Gold Prices rose to $880 an ounce early Thursday – more than $100 above this time yesterday – as world stock markets bounced on a "liquidity injection" of $242 billion from the big central banks, led by the US Federal Reserve.
Wednesday's sudden 10% jump in Gold came after the US Treasury said it had recapitalized the Federal Reserve's own balance-sheet with $40 billion.
Another $60bn will follow today (Thurs) after an auction of Treasury bills.
Trading-room gossip in London also spoke of a huge "options declaration" late Weds morning, when the seller of a huge call option failed to hold the price below $785 and watched it shoot above that strike price, forcing them to chase Gold higher and cover their short position.
"The timing [of today's joint central-bank announcement] so early in the trading day shows both the severity of the strains in the interbank market and as well the authorities’ determination," believes one European economist at Barclays Capital.
Hong Kong shares reversed an earlier 7.5% plunge, while the FTSE100 here in London shot 1.4% higher at the opening.
Russian president Dmitry Medvedev meantime pledged $19.59bn of support for the Moscow stock market – down by almost one-third since the start of Sept. – and promised it would re-open on Friday.
US Treasury bond yields crept higher as Wednesday's "safe haven" panic subsided, but three-month notes still offered just 0.03% to new buyers – up from yesterday's six-decade low of 0.003%, the lowest level since the London Blitz drove investment cash to seek shelter in government debt across the Atlantic.
"The Treasury's move [to support the Fed's balancesheet] – together with the increasing likelihood of US budget deficits and/or monetary stimulation – led to US Dollar depreciation against the Euro in late London trade, supporting gold's move higher," reckons Max Layton at Macquarie in Australia.
"Gold's status as a safe haven is being tested and proved," agrees Hussein Allidina, head of commodity research at Morgan Stanley – also speaking to the Financial Times.
"Investors are clearly concerned about the outlook for risky assets and this is benefiting gold and could benefit gold further should foreign central banks become concerned about their holdings."
Central banks party to the 2004 gold-sales agreement now have one week left to reach this year's 500-tonne ceiling.

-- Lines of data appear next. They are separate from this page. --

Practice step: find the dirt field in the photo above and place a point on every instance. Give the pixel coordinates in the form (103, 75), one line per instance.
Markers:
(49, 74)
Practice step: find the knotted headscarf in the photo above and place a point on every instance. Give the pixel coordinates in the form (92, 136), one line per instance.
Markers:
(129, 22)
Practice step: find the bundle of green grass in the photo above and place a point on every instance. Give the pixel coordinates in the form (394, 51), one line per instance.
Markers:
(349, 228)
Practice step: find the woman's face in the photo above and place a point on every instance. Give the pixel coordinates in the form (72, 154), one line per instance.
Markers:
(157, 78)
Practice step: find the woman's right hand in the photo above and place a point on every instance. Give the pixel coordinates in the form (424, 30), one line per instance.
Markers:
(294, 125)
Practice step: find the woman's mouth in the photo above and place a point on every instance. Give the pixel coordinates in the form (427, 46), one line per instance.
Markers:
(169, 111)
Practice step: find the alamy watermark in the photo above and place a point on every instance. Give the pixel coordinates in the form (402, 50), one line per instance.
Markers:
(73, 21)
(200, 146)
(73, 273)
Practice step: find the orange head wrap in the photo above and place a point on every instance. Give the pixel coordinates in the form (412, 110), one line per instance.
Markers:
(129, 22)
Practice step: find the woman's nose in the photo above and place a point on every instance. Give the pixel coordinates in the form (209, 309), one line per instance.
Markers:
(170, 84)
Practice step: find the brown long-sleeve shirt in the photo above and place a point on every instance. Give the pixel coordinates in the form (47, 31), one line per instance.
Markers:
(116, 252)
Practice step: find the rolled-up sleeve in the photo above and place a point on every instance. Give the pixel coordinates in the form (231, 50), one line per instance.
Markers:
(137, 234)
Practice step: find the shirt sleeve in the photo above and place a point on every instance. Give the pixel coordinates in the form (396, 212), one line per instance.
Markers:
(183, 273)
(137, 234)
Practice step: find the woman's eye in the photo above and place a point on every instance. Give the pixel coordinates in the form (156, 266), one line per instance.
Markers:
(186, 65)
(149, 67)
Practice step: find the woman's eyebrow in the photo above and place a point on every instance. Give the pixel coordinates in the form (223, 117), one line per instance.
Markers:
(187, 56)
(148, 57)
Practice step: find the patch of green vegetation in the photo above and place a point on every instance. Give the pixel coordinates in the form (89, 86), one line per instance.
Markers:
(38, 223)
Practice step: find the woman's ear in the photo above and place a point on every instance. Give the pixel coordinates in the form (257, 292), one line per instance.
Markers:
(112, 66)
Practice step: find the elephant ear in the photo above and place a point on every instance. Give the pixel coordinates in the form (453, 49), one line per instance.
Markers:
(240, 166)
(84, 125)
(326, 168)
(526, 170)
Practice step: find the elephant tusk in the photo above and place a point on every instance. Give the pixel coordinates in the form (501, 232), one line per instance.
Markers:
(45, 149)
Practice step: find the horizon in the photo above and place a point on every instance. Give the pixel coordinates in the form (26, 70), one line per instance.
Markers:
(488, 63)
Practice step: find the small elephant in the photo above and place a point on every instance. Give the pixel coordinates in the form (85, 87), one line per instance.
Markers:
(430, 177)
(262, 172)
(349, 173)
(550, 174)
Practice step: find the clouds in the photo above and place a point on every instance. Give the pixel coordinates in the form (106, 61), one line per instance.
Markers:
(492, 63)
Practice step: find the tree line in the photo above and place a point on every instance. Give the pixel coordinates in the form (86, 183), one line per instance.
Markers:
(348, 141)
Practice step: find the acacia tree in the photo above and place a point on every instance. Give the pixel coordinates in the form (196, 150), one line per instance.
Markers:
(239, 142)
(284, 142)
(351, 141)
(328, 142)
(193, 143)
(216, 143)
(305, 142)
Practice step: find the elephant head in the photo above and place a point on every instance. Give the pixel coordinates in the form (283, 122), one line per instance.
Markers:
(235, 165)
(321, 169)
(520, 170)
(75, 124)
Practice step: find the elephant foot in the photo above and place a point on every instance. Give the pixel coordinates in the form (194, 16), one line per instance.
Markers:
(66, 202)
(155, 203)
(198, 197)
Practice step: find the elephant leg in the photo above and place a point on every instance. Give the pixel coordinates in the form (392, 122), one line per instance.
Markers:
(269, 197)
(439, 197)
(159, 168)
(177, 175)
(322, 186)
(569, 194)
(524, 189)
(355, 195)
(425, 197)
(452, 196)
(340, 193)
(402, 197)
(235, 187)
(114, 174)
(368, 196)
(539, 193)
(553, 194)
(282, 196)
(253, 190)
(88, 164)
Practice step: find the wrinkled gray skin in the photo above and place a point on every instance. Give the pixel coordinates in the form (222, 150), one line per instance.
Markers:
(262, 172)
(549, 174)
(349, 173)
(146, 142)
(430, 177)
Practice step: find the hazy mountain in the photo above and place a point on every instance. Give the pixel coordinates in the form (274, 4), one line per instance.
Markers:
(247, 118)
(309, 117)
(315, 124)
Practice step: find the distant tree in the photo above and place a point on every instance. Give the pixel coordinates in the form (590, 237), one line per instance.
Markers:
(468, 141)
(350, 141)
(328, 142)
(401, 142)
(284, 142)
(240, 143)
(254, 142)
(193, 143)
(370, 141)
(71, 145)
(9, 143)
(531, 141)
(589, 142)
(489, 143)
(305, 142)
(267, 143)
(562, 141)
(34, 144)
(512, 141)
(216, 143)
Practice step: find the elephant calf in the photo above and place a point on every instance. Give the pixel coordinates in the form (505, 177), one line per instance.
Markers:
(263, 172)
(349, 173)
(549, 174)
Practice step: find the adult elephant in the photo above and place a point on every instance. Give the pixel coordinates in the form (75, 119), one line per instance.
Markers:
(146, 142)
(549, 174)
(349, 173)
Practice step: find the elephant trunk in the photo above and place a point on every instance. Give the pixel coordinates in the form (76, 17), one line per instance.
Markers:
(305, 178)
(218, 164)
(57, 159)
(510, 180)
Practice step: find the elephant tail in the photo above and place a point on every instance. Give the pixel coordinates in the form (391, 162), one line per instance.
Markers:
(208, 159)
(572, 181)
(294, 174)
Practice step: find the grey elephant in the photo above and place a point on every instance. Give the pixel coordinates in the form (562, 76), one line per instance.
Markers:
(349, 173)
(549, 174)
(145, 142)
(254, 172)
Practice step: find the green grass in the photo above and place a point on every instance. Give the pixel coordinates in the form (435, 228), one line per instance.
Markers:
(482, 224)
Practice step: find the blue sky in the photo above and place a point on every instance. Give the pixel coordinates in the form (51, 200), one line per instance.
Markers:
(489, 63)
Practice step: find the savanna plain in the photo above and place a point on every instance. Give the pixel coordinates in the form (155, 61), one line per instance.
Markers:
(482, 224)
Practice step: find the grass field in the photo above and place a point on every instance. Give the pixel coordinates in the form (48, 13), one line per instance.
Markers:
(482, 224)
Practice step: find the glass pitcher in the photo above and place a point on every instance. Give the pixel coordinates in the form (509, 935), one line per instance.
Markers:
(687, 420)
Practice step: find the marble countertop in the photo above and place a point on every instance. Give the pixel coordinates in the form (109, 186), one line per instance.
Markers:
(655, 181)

The central bank of Venezuela said Wednesday it's looking to buy 15 tonnes per year to re-issue as Gold Investment products including coins.
Back in the private Gold market, "the same market participants who got out of gold [this summer] are coming back in now," reckons Carlos Sanchez, an analyst at CPM Group in New York.
"This is the start of an upward move."
Both the Pound Sterling and Euro currencies also extended their overnight gains vs. the Dollar, reaching three- and two-week highs respectively at $1.82 and $1.45.
For private investors trading professional, wholesale gold bars at live prices via BullionVault.com, the price to buy in Zurich, Switzerland held above £485 in Sterling and €611 in Euros – both a two-month high.
Meantime in London, ETFS Ltd. – the market-leading issuer of exchange-traded commodity notes (ETCs) – said it was "trying to get market makers back in the market" after they stopped making prices in response to the collapse of American Insurance Group (AIG).
"We can give no assurance as to whether these...alternatives can be implemented at this stage," said the chairman, Graham Turkwell, on a conference call this morning.
He stressed that the loss of liquidity in ETFS's so-called classic, forward, inverse and leveraged DJ-AIG commodity index notes – guaranteed by the failed US insurance giant – has "absolutely nothing to do with the metal or oil securities" such as its Gold ETF.